現預金、借入状況、純資産、物件評価、返済実績などさまざまな要素が確認されます。


Q. 現金はいくら残せばいいですか?

物件規模、借入、修繕リスク、税金、空室状況などによって異なるため、一律には決められません。

少なくとも、急な修繕や空室が発生しても運営を続けられる余力を考える必要があります。


Q. 元金返済で現金が減るのは悪いことですか?

元金返済によって借入残高も減るため、単純に悪いとはいえません。

ただし、返済によって現預金が不足し、日常の支払いが難しくなる状態には注意が必要です。

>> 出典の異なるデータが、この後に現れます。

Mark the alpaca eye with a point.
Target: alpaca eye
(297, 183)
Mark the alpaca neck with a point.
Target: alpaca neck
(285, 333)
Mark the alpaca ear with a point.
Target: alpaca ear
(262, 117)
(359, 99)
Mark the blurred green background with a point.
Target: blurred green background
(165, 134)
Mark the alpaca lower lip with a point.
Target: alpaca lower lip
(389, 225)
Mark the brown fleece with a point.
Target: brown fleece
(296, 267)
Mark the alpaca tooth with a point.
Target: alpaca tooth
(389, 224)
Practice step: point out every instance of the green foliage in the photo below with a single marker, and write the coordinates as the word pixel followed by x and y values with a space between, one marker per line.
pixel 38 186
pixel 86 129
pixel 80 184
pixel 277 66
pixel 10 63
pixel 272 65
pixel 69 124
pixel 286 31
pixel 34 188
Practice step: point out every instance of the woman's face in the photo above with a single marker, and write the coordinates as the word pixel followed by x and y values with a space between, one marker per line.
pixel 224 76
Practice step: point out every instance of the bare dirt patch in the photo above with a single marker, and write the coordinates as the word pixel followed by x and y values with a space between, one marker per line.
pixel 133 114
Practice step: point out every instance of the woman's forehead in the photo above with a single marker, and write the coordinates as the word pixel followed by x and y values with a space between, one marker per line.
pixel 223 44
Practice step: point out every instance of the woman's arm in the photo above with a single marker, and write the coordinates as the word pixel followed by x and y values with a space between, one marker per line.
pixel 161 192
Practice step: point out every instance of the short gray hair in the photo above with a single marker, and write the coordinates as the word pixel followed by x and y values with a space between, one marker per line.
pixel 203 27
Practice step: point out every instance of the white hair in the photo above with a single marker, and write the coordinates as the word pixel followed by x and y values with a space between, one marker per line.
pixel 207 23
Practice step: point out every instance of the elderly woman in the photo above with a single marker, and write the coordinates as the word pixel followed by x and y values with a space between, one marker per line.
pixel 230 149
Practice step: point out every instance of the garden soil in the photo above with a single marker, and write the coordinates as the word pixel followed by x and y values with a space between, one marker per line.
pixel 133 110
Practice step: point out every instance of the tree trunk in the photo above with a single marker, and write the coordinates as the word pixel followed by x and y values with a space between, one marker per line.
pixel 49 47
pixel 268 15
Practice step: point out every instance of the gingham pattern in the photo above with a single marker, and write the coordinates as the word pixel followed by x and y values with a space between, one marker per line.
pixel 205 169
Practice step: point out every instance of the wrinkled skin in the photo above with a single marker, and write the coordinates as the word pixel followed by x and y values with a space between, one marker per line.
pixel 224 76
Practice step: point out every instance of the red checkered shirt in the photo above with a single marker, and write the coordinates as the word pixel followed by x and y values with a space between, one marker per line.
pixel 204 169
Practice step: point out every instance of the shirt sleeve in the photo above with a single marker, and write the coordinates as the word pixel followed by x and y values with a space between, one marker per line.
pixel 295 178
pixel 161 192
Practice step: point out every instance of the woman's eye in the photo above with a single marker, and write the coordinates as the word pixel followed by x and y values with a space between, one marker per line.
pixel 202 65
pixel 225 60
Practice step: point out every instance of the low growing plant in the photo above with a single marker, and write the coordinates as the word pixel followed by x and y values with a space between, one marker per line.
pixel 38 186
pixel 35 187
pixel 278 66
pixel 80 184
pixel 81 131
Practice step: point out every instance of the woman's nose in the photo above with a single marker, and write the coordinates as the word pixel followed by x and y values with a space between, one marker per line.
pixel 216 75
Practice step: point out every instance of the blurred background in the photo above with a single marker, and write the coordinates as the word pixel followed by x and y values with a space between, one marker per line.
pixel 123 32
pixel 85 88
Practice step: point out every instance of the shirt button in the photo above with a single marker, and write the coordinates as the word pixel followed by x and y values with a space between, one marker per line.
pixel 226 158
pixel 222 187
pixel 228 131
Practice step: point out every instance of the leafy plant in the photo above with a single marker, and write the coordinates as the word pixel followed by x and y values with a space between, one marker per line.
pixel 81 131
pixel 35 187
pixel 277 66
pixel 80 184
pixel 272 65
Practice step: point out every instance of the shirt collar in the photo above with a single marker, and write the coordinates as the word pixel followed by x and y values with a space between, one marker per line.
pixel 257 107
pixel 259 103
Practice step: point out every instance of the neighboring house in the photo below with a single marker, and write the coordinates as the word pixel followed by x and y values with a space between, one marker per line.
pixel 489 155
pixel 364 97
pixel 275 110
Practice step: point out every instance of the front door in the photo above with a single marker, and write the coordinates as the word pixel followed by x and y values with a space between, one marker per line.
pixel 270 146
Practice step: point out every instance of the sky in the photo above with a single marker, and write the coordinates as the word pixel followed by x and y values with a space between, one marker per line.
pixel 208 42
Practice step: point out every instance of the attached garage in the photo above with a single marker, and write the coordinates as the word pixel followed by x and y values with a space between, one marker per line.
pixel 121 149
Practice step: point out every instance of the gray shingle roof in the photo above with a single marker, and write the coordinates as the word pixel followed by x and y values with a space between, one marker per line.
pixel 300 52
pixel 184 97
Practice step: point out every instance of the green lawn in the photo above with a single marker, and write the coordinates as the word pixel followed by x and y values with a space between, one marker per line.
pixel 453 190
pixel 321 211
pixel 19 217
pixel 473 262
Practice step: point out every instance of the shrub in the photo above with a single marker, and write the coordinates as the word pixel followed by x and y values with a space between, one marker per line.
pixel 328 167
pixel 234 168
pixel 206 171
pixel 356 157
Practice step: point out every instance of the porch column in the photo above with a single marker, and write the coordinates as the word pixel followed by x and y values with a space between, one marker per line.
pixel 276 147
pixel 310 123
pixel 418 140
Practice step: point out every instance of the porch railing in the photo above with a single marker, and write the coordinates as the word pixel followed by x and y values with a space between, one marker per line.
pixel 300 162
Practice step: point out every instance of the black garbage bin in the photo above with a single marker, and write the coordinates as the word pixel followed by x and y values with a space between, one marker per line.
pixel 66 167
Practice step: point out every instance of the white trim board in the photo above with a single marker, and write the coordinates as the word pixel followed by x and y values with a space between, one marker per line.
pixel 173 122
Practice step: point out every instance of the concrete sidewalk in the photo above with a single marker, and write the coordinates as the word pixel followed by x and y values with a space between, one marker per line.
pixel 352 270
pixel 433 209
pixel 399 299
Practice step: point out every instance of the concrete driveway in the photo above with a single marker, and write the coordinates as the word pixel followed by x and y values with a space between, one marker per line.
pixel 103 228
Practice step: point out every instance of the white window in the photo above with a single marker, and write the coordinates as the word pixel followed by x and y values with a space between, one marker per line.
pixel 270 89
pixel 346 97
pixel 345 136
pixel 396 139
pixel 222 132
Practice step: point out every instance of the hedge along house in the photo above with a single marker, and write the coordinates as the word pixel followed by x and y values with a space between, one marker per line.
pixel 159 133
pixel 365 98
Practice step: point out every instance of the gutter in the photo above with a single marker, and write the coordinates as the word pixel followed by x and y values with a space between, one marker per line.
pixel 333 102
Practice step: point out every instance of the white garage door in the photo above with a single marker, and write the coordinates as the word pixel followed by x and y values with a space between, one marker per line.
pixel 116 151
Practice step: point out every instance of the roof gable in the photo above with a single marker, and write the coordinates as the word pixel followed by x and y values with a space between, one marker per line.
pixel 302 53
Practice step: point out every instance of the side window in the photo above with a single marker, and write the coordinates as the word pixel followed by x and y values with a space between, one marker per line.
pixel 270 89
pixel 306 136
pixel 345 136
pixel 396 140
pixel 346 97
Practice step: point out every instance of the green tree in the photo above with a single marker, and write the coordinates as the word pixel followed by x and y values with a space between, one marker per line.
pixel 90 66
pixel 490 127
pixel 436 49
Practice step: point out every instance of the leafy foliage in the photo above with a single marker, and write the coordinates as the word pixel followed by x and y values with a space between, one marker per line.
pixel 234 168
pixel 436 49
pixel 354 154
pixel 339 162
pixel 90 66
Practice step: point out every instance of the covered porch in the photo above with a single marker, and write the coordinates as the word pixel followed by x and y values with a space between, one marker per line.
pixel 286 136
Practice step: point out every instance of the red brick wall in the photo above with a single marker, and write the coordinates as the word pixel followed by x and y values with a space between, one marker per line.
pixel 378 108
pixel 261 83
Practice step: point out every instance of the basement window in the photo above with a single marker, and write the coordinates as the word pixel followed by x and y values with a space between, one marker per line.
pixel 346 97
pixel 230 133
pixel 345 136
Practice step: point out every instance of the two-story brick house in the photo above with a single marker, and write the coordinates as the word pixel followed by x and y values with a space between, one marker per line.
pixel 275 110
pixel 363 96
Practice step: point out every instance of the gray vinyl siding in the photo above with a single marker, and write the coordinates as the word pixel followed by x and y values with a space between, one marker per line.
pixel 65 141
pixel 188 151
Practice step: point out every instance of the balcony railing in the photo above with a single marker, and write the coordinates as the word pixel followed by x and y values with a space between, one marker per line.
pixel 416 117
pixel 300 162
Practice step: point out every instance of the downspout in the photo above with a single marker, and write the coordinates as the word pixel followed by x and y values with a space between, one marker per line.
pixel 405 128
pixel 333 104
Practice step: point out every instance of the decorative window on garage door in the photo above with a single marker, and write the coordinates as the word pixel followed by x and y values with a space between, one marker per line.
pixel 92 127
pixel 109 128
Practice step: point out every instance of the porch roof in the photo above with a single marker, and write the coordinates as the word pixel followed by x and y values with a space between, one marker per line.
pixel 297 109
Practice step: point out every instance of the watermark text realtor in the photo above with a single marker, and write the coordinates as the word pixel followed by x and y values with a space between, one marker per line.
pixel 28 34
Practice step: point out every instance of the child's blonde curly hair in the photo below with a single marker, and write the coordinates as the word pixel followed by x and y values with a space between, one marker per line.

▪️まとめ|不動産投資は「利益」と「現金」を分けて考える


不動産投資で、

黒字なのに現金が増えない。

これは珍しいことではありません。

その大きな理由は、

利益と現金の動きが一致しないからです。

特に不動産投資では、

ローン元金返済。

減価償却。

物件購入。

リフォーム。

設備投資。

税金。

などによって大きなズレが生まれます。

だから、

「今年300万円黒字だった」

だけで終わらせない。

その300万円によって、

現金はいくら増えたのか。

借入はいくら減ったのか。

資産はいくら増えたのか。

純資産はいくら増えたのか。

を確認します。

そして、

PLで利益を見る。

BSで資産・負債・現預金を見る。

キャッシュフローで現金の流れを見る。

この3方向から確認することで、賃貸経営の状態が見えやすくなります。

不動産投資で重要なのは、

帳簿上で儲かっていることだけではありません。

家賃収入から現金を残す。

必要な修繕に備える。

借入を返す。

純資産を増やす。

次の物件を購入できる現金を作る。

この循環を続けることが、長期的な資産拡大につながります。

利益は成績。

現金は体力。

純資産は積み上げた資産。

3つを一緒に見る。

これが、

「黒字なのになぜお金がない?」

という状態を理解するための基本です。